The first repo you linked (4.19) has a file called am335x-bone-pinmux-ttyS1.dtsi
. This is promising, it looks lik it sets the P9.24 and P9.26 pins to UART1. This is what want, what I was trying to do manually and presumably what the Adafruit library does. However this file is gone from the 5.10 repo and with no readme included with the repo I have no idea where it went or what I am supposed to do. It all just seems way too complicated to do something as simple as enable a UART. It is extremely frustrating.
I don’t want to use Adafruit’s library. The Adafruit_BBIO.UART.setup('UART1')
is the only function I am using and only because it seems to be the only way I can get UART1 to respond half-way correctly. I would much rather just configure the pins manually and do away with Adafruit’s library.
I am not terribly concerned about new ideas or old functionality. All I need is 14 GPIO, 1 UART, 1 I2C, and an Internet connection in a semi-stable platform. So far the only thing to give me trouble is the UART, which was the last one I was expecting to give me any issues.
I’ll be out of the country next week but I’ll bring a one of my Beaglebones and my UART device and see what I can accomplish.
1 Like
@afewgoblins ,
Hello again…I was out of ideas on Device-Trees a while back. Since then, I have been reading about the internal contents of these files.
- You can set up a bash script to handle config-pin and put the script in PATH or in a .service file for starting when booting.
- If you are using 4.19.x kernels w/ the older (outdated) image, use the /boot/uEnv.txt file to set up your overlays.
- If you are using a newer image from this forums sections on Bullseye or Buster w/ updated kernels, I am clueless right now. I need to test more. But, uboot-overlays still works, it seems, in /boot/uEnv.txt.
Although it is frustrating at times, using UART is not all that bad on these boards w/ pyserial. I never really learned how to accomplish tons of different methods in source for pyserial due to their lack of instruction.

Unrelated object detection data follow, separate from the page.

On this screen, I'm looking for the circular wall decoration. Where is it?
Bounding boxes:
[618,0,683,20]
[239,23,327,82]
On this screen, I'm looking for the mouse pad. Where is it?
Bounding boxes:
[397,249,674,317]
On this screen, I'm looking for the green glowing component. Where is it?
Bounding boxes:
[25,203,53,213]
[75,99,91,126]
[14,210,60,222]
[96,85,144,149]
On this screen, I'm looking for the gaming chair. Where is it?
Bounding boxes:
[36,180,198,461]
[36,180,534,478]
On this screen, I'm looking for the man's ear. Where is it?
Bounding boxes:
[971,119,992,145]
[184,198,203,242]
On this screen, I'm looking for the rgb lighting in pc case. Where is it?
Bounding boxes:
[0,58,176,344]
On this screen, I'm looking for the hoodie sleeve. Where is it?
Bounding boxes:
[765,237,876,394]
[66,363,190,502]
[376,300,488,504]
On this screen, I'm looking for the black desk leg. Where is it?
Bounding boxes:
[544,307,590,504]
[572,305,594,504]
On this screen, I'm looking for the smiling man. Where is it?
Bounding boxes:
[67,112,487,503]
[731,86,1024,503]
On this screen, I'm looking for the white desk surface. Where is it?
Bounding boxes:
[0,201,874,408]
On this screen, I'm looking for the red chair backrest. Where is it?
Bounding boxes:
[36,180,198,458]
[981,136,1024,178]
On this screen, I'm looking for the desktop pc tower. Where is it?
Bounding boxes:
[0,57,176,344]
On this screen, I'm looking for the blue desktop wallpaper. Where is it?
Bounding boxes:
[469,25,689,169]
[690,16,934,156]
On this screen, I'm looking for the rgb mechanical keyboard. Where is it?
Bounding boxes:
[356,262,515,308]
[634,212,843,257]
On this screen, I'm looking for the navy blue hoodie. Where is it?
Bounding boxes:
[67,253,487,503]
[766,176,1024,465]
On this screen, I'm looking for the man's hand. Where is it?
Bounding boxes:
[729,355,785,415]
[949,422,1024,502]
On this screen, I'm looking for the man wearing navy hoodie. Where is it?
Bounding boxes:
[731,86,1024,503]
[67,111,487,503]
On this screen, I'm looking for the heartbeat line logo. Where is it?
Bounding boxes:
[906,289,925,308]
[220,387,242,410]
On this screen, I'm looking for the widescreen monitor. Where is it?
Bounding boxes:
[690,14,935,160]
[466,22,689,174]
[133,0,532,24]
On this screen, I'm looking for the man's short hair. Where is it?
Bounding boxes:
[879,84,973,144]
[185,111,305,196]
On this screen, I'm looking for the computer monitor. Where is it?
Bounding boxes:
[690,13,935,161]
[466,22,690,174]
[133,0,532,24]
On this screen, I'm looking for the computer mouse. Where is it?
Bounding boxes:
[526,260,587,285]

Also, the 5.10.x-ti kernel seems to be the tester these days. By tester
, I mean that they are trying to organize different aspects to their images to handle such delays or frustrations from users.
.bashrc
in $HOME/ can have bash/shell script $PATH variables installed in it. For instance:
#!/bin/bash
config-pin p9.24 uart && config-pin p9.26 uart
# Other configuration files and source or $PATH variables
Also…
/etc/systemd/system/
directory has a thing called .service files. If you want to have your source from .bashrc
run on boot instead of sign in, use the .service files in the location of /etc/systemd/system/
.
- .bashrc is for signing in and making the programs work on sign in
- .service files are used for programs that work on boot instead of a sign in
Seth
P.S. About that link to 4.19.x and 5.10.x kernels, you can change them and alter them to your need if you know how or you can build them as is w/ make
in the BeagleBoard-DeviceTrees dir. and sudo make install
will place them in a particular place in your file system for use.
But…things are getting or were getting mainlined in the kernel for use out-of-the-box. So, there may not be a reason to handle such a script in the future. We shall have to wait and see once things get altered and changed a bit.